今アドシアード編(1年生)を執筆中なのですが、アドシアードの開催期間よりこの話の方が時系列的に早かったので、投稿しておきます。にじファン時代に番外編として載せた物をちょこっとだけ改訂したものです。

あと、原作を軽く一から見直しているのですが、なかなか終わらない……。そして思ったことが、銃弾避けるやつ(効かないやつ)多すぎということでした。
そして最新刊のレキちゃんどういうことなの……エロすぎでしょう。


A Part 男が女を名前で呼ぶ意味

 

 それは5月の初め、よく晴れたある日の昼休みのことだった。

 たいていの学生がそうであるように、ここ東京武偵高の生徒たちは午前授業の4時間を乗り切り、それぞれ思い思いに羽を伸ばしていた。
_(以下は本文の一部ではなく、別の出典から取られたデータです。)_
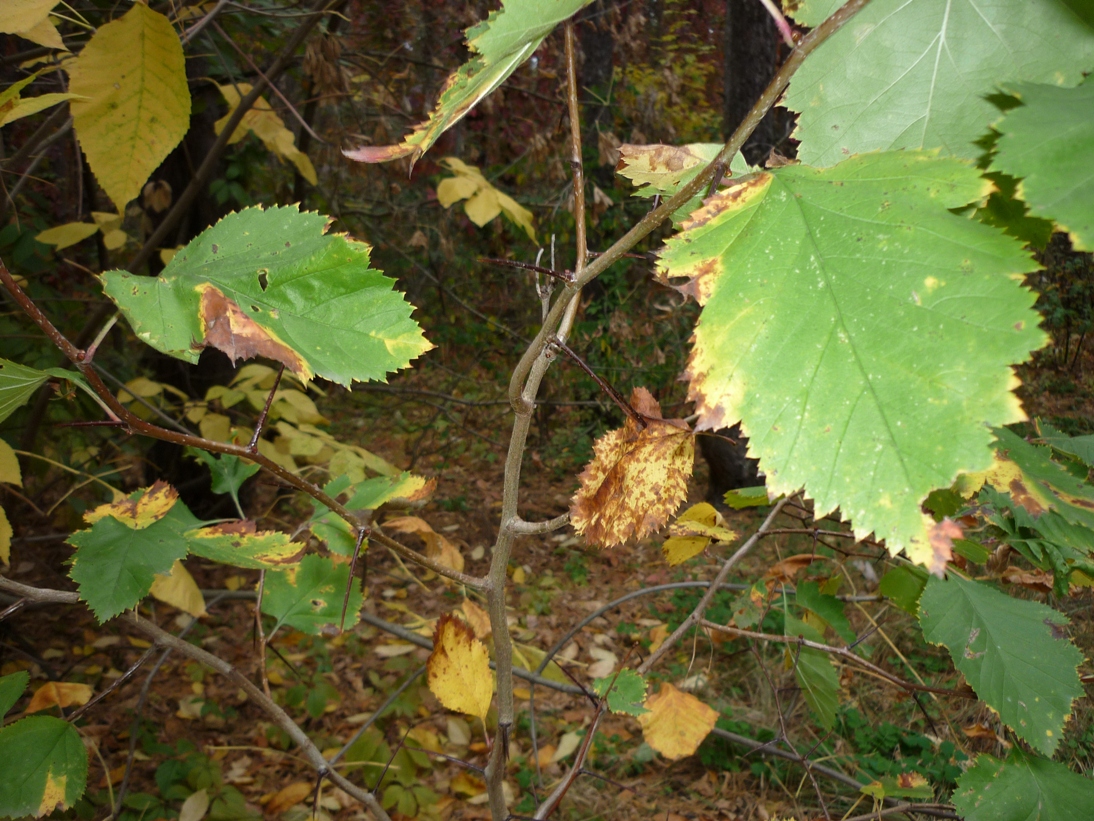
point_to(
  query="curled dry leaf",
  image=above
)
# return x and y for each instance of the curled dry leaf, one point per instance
(289, 797)
(677, 721)
(942, 536)
(458, 669)
(477, 617)
(1039, 581)
(59, 694)
(637, 478)
(786, 570)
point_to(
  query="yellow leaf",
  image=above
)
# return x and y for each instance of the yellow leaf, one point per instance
(179, 590)
(637, 478)
(6, 534)
(9, 465)
(658, 636)
(567, 744)
(58, 694)
(452, 189)
(26, 106)
(114, 240)
(195, 807)
(677, 721)
(70, 233)
(138, 513)
(21, 15)
(137, 106)
(483, 207)
(289, 797)
(458, 669)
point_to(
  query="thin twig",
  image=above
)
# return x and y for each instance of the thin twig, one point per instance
(274, 710)
(844, 652)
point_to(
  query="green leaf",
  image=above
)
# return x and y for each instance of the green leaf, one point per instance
(1080, 447)
(272, 282)
(309, 596)
(500, 44)
(239, 544)
(1012, 652)
(663, 170)
(904, 586)
(828, 608)
(1037, 483)
(1049, 142)
(1023, 788)
(916, 73)
(116, 564)
(815, 673)
(45, 766)
(626, 692)
(136, 104)
(861, 332)
(747, 497)
(11, 689)
(369, 495)
(1005, 209)
(18, 383)
(228, 472)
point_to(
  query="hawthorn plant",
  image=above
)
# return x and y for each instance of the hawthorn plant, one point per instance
(862, 312)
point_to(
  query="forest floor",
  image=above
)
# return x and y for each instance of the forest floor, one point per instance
(176, 727)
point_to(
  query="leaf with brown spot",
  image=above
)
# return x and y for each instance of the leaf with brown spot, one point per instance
(498, 45)
(138, 511)
(477, 617)
(637, 478)
(677, 723)
(693, 531)
(941, 536)
(272, 282)
(660, 170)
(458, 669)
(438, 547)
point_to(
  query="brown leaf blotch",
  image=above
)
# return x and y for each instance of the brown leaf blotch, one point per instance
(229, 328)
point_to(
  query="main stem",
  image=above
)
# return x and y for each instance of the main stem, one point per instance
(523, 399)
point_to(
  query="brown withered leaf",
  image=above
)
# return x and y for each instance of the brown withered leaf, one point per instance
(637, 480)
(228, 328)
(942, 535)
(786, 570)
(138, 511)
(60, 694)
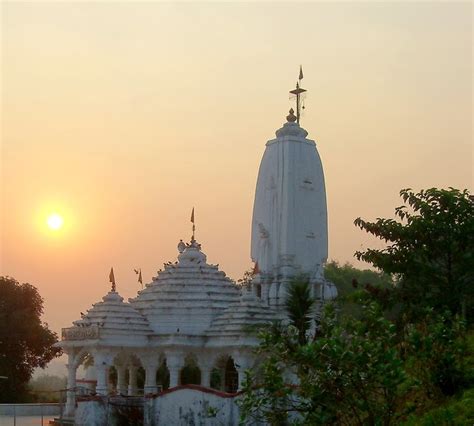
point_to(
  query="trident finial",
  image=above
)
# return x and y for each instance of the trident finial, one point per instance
(298, 91)
(194, 226)
(112, 279)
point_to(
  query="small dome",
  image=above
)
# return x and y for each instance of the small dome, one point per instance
(236, 320)
(113, 316)
(186, 296)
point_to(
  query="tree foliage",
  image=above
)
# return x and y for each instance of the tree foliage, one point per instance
(25, 341)
(350, 374)
(430, 248)
(345, 276)
(299, 307)
(369, 367)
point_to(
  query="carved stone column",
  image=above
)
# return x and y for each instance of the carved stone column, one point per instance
(102, 387)
(206, 363)
(71, 386)
(121, 385)
(242, 363)
(150, 377)
(132, 379)
(175, 363)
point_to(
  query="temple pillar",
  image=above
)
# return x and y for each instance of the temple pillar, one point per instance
(71, 386)
(241, 363)
(132, 380)
(175, 363)
(150, 377)
(206, 363)
(121, 384)
(102, 387)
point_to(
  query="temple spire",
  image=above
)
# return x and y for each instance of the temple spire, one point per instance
(194, 226)
(112, 279)
(298, 93)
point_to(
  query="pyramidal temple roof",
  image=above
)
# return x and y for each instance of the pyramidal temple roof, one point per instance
(240, 317)
(187, 295)
(113, 316)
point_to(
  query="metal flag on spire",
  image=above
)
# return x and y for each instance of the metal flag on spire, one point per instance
(194, 226)
(112, 278)
(298, 92)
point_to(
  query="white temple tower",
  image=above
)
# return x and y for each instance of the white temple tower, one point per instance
(289, 225)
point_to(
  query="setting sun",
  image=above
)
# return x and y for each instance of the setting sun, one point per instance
(55, 221)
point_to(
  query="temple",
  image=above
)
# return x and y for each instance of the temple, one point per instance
(191, 325)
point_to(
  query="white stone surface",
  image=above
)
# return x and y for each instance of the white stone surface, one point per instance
(185, 407)
(186, 296)
(289, 226)
(193, 315)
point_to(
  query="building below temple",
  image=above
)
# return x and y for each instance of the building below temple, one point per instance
(191, 324)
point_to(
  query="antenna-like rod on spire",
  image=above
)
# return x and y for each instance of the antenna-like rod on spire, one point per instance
(194, 226)
(298, 91)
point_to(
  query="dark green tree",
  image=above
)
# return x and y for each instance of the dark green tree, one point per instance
(346, 277)
(350, 374)
(430, 249)
(25, 341)
(299, 307)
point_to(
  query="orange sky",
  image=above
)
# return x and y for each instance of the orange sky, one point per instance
(122, 116)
 一般校区(ノルマーレ)B棟に存在する1年A組もその多分に漏れず、弁当を広げたり、お喋りに興じたりしながら、教室内を高校生らしい活気で大いににぎやかせていた。

 その話題はもっぱら、いよいよ来週に迫ったアドシアード――国際武偵競技会についてだ。1年の中でも規模という意味なら最大級のイベント、しかも今年は例外的に1年生から出場者が出るという噂がある。盛り上がらないはずがなかった。出場する1年とは誰か、そして各国の武偵高生の話題など、会話の種には事欠かない。普段よりも、教室内を包む活気は賑やかなものだった。
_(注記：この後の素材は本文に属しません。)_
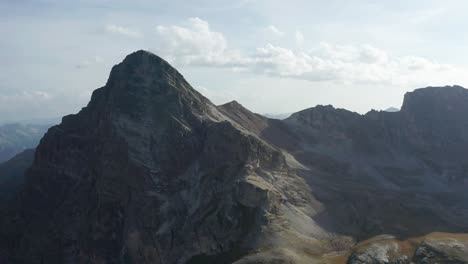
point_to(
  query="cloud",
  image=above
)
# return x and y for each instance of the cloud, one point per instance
(124, 31)
(299, 38)
(275, 31)
(88, 62)
(196, 44)
(10, 102)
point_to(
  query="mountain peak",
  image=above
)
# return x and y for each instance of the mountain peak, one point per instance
(435, 99)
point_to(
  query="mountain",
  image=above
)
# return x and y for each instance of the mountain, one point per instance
(12, 173)
(16, 137)
(150, 171)
(278, 116)
(392, 109)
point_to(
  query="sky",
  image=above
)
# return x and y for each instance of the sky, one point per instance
(271, 56)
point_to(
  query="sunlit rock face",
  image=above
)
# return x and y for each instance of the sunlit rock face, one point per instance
(150, 171)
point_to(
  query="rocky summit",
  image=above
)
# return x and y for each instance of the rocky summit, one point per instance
(151, 171)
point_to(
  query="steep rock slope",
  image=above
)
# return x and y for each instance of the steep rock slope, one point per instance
(152, 172)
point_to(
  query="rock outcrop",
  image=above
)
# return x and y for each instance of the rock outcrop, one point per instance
(150, 171)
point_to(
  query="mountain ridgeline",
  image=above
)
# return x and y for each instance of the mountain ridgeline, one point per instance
(151, 171)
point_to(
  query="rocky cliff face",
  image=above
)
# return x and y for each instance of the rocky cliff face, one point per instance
(153, 172)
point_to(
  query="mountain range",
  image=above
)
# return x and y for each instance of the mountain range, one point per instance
(17, 137)
(151, 171)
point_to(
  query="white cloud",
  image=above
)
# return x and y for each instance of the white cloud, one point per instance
(299, 38)
(124, 31)
(20, 99)
(197, 44)
(275, 31)
(88, 62)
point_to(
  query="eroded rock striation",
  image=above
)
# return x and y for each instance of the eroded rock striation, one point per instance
(150, 171)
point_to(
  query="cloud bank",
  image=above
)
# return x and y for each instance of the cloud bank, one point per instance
(196, 44)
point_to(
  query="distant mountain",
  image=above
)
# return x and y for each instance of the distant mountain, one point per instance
(151, 171)
(392, 109)
(15, 138)
(278, 116)
(12, 173)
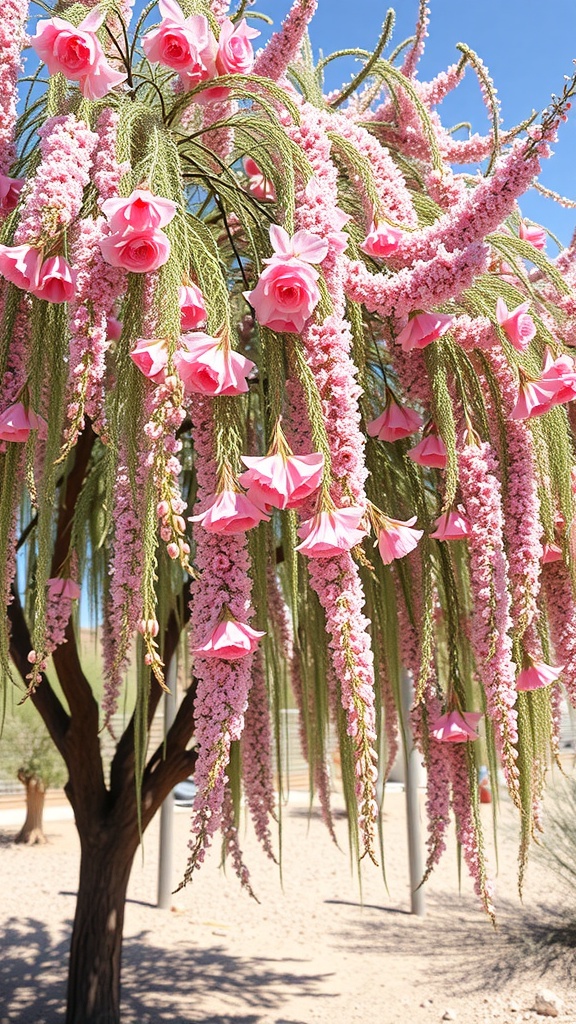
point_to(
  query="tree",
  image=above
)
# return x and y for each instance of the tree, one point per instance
(225, 294)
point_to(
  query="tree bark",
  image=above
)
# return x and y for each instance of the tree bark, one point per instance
(32, 832)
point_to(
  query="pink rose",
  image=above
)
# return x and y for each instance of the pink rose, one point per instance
(139, 252)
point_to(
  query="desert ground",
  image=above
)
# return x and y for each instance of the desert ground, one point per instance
(317, 948)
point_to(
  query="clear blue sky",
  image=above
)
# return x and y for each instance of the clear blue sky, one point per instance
(527, 45)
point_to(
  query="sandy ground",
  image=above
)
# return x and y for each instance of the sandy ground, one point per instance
(315, 949)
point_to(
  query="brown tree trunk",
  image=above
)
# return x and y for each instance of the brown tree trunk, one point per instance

 そんな中、教室後方にとあるグループの姿があった。4つの机をそれぞれくっつけて大きなテーブルにしている、4人の男子生徒たちである。

 有明錬、遠山キンジ、武藤剛気、不知火亮。

 つい先日武偵高で行われた決闘――ランバージャックと呼ばれる形式だ――をきっかけに共にいることが多くなった4人組だ。先日はさらに、『4対4戦(カルテット)』と呼ばれる戦いを共に勝ち抜いた、戦友とも呼べる。

 そんな彼らは今、各々机の上に弁当を乗せ、昼食を取っていた。といっても、キンジと武藤は購買で買ったパンだったりするのだが。
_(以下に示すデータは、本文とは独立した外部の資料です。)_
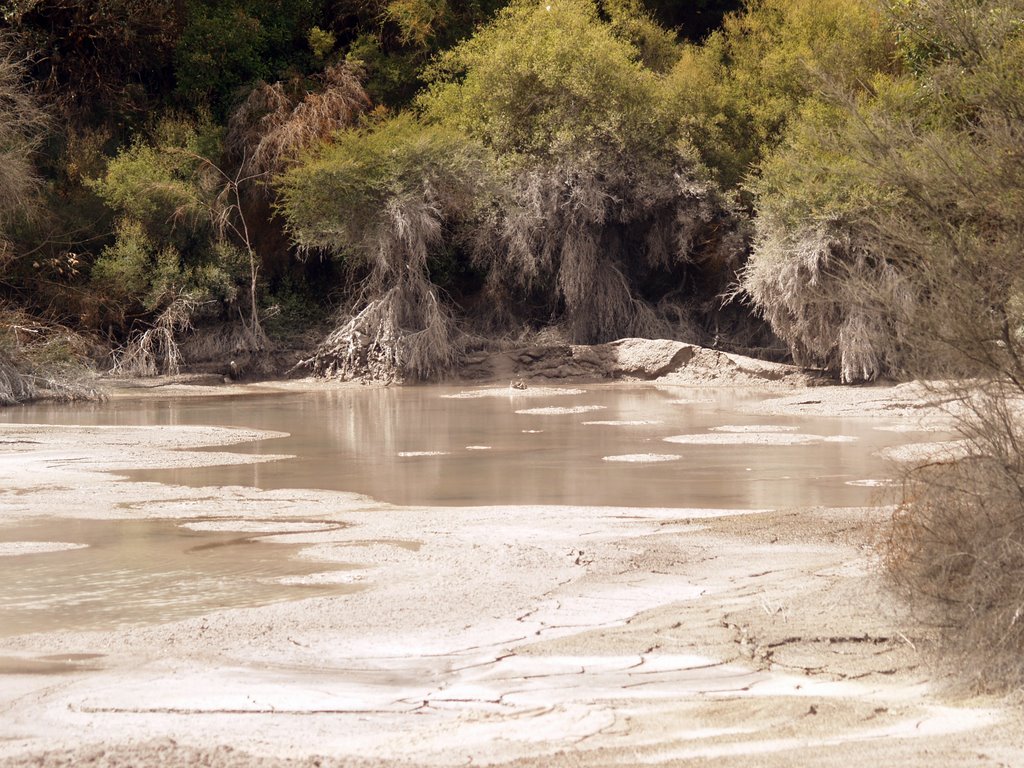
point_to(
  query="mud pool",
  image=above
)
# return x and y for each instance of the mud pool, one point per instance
(427, 446)
(434, 445)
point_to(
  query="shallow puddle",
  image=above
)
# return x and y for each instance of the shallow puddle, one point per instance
(420, 445)
(415, 445)
(134, 572)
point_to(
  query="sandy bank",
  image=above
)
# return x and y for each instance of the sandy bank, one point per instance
(531, 636)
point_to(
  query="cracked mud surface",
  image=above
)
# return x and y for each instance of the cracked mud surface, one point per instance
(534, 636)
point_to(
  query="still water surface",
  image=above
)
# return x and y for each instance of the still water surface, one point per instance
(420, 445)
(414, 445)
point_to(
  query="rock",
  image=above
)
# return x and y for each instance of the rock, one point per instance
(648, 358)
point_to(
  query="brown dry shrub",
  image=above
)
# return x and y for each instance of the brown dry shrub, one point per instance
(955, 551)
(155, 350)
(272, 127)
(41, 359)
(586, 232)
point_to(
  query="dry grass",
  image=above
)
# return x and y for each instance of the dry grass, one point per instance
(397, 327)
(956, 548)
(43, 360)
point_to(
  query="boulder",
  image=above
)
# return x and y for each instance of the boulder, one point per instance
(648, 358)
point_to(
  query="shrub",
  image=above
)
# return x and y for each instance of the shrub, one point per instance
(955, 553)
(604, 213)
(383, 200)
(734, 94)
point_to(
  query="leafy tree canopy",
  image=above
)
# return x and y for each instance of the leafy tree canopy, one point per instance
(547, 79)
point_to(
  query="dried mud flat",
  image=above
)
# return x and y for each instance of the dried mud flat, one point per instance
(534, 636)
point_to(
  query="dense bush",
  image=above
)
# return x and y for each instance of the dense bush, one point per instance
(600, 198)
(384, 200)
(735, 93)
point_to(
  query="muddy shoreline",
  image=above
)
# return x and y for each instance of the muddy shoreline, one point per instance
(532, 636)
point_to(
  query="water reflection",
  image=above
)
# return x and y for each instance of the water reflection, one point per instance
(414, 445)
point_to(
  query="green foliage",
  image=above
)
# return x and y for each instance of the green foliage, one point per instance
(921, 177)
(344, 198)
(386, 199)
(631, 22)
(735, 94)
(228, 44)
(601, 198)
(322, 43)
(167, 245)
(547, 79)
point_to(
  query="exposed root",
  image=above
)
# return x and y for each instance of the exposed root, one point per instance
(156, 350)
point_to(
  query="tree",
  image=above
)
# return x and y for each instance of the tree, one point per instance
(734, 94)
(898, 208)
(182, 240)
(384, 199)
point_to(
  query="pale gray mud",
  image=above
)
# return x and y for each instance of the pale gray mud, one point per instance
(576, 624)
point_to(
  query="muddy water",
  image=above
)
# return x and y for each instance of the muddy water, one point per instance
(138, 572)
(426, 445)
(419, 446)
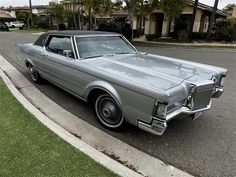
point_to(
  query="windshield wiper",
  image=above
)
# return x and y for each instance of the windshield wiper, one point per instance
(94, 56)
(122, 53)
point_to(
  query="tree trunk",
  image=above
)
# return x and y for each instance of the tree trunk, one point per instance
(131, 23)
(190, 33)
(31, 15)
(90, 18)
(212, 20)
(169, 25)
(73, 11)
(82, 18)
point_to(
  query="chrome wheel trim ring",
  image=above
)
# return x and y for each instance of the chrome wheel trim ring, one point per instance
(108, 111)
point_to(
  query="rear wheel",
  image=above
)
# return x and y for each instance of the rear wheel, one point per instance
(35, 76)
(108, 112)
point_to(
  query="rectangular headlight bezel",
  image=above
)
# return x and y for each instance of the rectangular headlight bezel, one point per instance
(160, 110)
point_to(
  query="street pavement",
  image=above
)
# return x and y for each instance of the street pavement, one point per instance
(204, 147)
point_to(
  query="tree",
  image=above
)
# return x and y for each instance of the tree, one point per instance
(173, 9)
(229, 7)
(131, 5)
(102, 7)
(190, 33)
(23, 16)
(56, 11)
(144, 7)
(212, 20)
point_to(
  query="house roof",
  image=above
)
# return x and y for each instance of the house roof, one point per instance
(5, 15)
(208, 8)
(27, 7)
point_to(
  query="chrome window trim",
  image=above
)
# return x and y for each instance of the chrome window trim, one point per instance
(68, 36)
(101, 35)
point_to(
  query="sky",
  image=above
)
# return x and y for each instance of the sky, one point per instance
(6, 3)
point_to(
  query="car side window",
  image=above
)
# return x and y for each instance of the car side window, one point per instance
(60, 45)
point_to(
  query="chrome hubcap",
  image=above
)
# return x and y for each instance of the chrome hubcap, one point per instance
(108, 111)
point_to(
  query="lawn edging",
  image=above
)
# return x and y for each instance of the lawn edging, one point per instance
(96, 155)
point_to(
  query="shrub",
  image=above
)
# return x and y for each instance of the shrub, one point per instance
(199, 35)
(61, 26)
(151, 37)
(136, 33)
(225, 30)
(183, 36)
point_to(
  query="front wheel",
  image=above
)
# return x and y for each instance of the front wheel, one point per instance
(34, 74)
(108, 112)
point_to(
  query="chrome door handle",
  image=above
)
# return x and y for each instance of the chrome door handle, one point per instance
(43, 54)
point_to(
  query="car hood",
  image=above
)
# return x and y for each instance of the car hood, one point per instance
(148, 70)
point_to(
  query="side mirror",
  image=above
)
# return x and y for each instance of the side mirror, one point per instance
(67, 53)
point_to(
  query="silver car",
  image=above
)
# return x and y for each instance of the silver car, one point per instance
(121, 84)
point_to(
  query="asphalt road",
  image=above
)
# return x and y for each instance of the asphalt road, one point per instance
(204, 147)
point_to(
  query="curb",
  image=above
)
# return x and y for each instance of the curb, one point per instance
(164, 44)
(68, 137)
(83, 135)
 それはそれとして、彼らはこうやって一緒に昼を過ごす程度には仲がいい。『本来なら』、マナーは多少悪いが食事と同時に会話を楽しむぐらいはしている。

 ……のだが。

 

『…………』

 

 今は、誰一人として口を開いてはいなかった。ただ黙々と、箸を進めるのみである。

 気まずい。ただ、ひたすらに。明らかにその一角だけ、他と隔するどんよりとした空気が漂っていた。

 異様な雰囲気に、箸が重たいと感じながら、錬は内心で嘆息した。

 

(おいおい……なんだよ、この空気は。武藤も不知火も、いつもみてぇに喋ればいいじゃねぇか……まあ、わかんなくもねぇんだが。つか、俺も喋りづれぇし)

 

 内心でため息を一つ、錬はちらりと視線をとある人物――そう、遠山キンジへと向けた。

 キンジは、パンを食べていた。

 と、状態だけ見ればそう簡潔に表現できるのだが、問題はその態度にあった。

 まず一つ、キンジは目をつぶり、眉をしかめている。

 もう一つ、キンジは一切喋らない。

 おまけに、どこかイライラしているようなオーラも放っていて。

 端的に言えば……思いっきり不機嫌そうだった。

 

(あー、空気重てぇ……。なんだってんだよ、こいつ?)

 

 錬を筆頭に、不知火も武藤も、どうしてキンジがここまで鬱々とした空気を作っているのかわからなかった。

 4限目が始まる前に教室に戻ってきた時はすでにこの状態で、そのまま1時間を過ごしたのである。そこから昼休みに入ったものだから、結局いまだに原因はわかっていない。とりあえずいつものように机をくっつけることに文句をつけなかったから、自分たちにはなさそうだが。

 そんなわけで、絶賛気まずい雰囲気発生中の1年A組(一部)であった。

 

(誰か、この流れを断ち切れよ……!)

 

 我らが主人公が他力本願に走る中、錬の願いが通じたのかは定かではないが、武藤がこの膠着状態に一石を投じた。

 

「よ、よおキンジ! どうしたよ、暗いじゃねえか!」

 

 バッシーン! と、割と強めにキンジの背中を叩きながら、武藤は持ち前のひょうきんさでキンジに話しかけた。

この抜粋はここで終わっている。